Политическим и культурным центром этой полоски цивилизованной земли была относительно небольшая территория вокруг восточной части Средиземного моря. В этой области великие города Афины, Родос, Пергам, Антиохия и Александрия доминировали в культуре и экономике всех остальных. На западе единственными сопоставимыми городами были Рим, Сиракузы и Карфаген; они были меньше по размеру и не принадлежали к той же лиге в культурном отношении, что Антиохия и Александрия; на востоке были гораздо более заметные центры: Вавилон и Селевкия-на-Тигре в Вавилонии, другие в Иран и Бактрия; в Индии их было еще больше, особенно в северной части, в низинах долин Инда и Ганга. Зависимость этих восточных земель от центрального региона причудливо иллюстрируется цитатой из философа Клеархоса Соли, которая была вырезана в греческом городе Ай-Ханум в Бактрии. Точно так же в Риме в 155 году было большое волнение, когда трое афинских философов прибыли в качестве посланников – вкус культурного мейнстрима был явно самым необычным в этом городе. Однако только вдоль берегов Греции, Анатолии, Сирии и Египта существовали огромные экономические, политические и культурные силы, которые распространялись на все остальное. Это был центр мира.
Это был мир, который был по сути греческим по языку, религии и культуре. Дельфийские максимы Клеархоса и философ Карнеардес в Риме были греками и говорили по–гречески - остальным пришлось выучить язык. Конечно, использовались другие языки и другие религии, но если человек знал греческий, он мог разговаривать с людьми от Испании до Индии, и ни на каком другом языке он не мог этого сделать, даже если использование греческого постепенно исчезало. Величайшие государства в этом мире использовали греческий в качестве языка управления и общение, как со своими гражданами, так и с другими державами, хотя все они также использовали другие языки. Итак, в Египте, где великий город Александрия был оживленным греческим культурным центром, большинство населения говорило по-египетски в повседневной жизни, но им также был необходим греческий язык для общения со своими правителями. Эти администраторы редко утруждали себя изучением египетского языка, и они вели свои подробные записи на греческом. В Сирии местным языком был арамейский, и он был понятен также в землях к востоку, от Вавилонии до границ Индии, где он распространился при старой империи Ахайменидов, хотя его и вытеснял греческий.

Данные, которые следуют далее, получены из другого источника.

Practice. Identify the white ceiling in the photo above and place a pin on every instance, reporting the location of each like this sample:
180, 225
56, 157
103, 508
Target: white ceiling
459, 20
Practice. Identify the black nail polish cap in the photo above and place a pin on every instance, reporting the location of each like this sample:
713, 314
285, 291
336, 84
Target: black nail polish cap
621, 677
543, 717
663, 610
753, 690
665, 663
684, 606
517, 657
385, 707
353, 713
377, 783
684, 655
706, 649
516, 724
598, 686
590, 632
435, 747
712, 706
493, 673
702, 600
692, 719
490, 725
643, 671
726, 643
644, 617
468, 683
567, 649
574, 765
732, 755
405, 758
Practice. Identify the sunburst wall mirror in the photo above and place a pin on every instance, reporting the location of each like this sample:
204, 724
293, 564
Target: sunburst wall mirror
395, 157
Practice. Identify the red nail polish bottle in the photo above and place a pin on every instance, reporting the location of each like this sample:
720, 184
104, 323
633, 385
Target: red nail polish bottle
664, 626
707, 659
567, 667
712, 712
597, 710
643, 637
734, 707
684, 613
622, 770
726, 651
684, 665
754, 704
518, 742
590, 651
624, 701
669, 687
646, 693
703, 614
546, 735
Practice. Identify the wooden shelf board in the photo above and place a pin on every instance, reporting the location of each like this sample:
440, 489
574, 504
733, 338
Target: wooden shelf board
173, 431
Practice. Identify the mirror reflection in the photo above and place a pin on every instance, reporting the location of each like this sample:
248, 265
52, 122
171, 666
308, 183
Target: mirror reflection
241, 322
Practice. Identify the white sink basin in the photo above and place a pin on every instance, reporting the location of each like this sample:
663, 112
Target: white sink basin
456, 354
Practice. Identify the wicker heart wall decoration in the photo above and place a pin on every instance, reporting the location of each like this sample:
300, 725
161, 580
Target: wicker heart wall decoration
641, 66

В Италии латынь медленно распространялась, вытесняя многие местные диалекты и языки полуострова, но даже римляне, особенно гордившиеся собой, использовали греческий в дипломатии и даже дома; греческий язык противостоял латыни на юге Италии в течение следующих пятнадцати столетий. Иранцы говорили на варианте древнеперсидского языка, и он использовался на востоке, в Бактрии, где были греческие города, хотя люди говорили и на других местных языках; здесь также говорили на арамейском или, по крайней мере, писали, и было несколько других в употреблении. Даже в Индии греческий был одним из языков некоторых правителей. Большая часть населения говорила на своих местных языках, но король в Пенджабе или наемник из яваны (то есть греческий или, по крайней мере, западный) в долине Ганга или на Декане могли бы поговорить с бактрийским всадником, сирийским купцом, карфагенско-испанским землевладельцем или римским консулом без переводчика. В 150 До н.э. это был грекоязычный мир, и большие города восточного Средиземноморья были истоками и зачинателями этой культуры.

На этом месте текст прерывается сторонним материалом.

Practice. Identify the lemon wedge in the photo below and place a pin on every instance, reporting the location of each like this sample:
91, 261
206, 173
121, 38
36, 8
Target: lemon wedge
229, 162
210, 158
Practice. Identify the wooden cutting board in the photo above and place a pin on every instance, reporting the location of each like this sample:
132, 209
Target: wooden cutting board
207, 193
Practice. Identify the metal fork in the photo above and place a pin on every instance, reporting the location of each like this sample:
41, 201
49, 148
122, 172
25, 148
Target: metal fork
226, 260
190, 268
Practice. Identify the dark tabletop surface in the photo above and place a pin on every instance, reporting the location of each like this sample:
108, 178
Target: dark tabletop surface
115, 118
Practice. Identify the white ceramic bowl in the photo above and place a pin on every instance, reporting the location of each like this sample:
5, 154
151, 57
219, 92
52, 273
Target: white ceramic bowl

С другой стороны, не всегда этнические греки контролировали эти земли, и ни в коем случае всемирное культурное единство греков и греческого языка не было воспроизведено в международных делах. Ряд крупных держав разделил между собой большую часть цивилизованного мира, и вокруг них, между ними и рядом с ними были сотни мелких держав. Это был чрезвычайно сложный политический мир, и в этом он резко контрастировал с его частичным языковым и культурным единством; другими словами, политическое разделение в некотором смысле имитировало лежащее в основе языковое разнообразие , а не поверхностное культурное единство.

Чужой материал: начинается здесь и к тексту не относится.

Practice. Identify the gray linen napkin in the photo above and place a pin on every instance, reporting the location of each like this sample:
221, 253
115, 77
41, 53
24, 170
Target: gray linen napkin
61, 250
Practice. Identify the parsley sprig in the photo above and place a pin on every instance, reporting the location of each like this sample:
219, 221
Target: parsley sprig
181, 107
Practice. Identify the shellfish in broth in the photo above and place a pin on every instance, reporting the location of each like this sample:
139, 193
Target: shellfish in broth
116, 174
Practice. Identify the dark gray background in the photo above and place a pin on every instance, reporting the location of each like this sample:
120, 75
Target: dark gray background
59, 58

Крупнейшим государством в этой политической системе было королевство, управляемое царями из семьи Селевкидов. Они происходили от Селевка I Никатора, спутника, современника и преемника Александра Македонского, и их царство простиралось от Сирии до восточного Ирана, то есть почти на половину цивилизованного мира, как определено выше. Она включала в себя богатые земли Сирии и Вавилонии, а также пустыни Ирана. Следовательно, если вернуться ко времени, предшествовавшему Александру, он был наследником большей части несуществующей Персидской империи, хотя и был меньше. К 150 году ему было полтора столетия До н.э., но к тому времени он уже скрипел на стыках. Он уже обрел независимость на западных и восточных окраинах первоначального королевства, и некоторые из его регионов стремились к собственному отделению. Он также столкнулся с заядлыми врагами на нескольких своих границах. Тем не менее, в 150 году он был того же размера, что и последние сорок лет.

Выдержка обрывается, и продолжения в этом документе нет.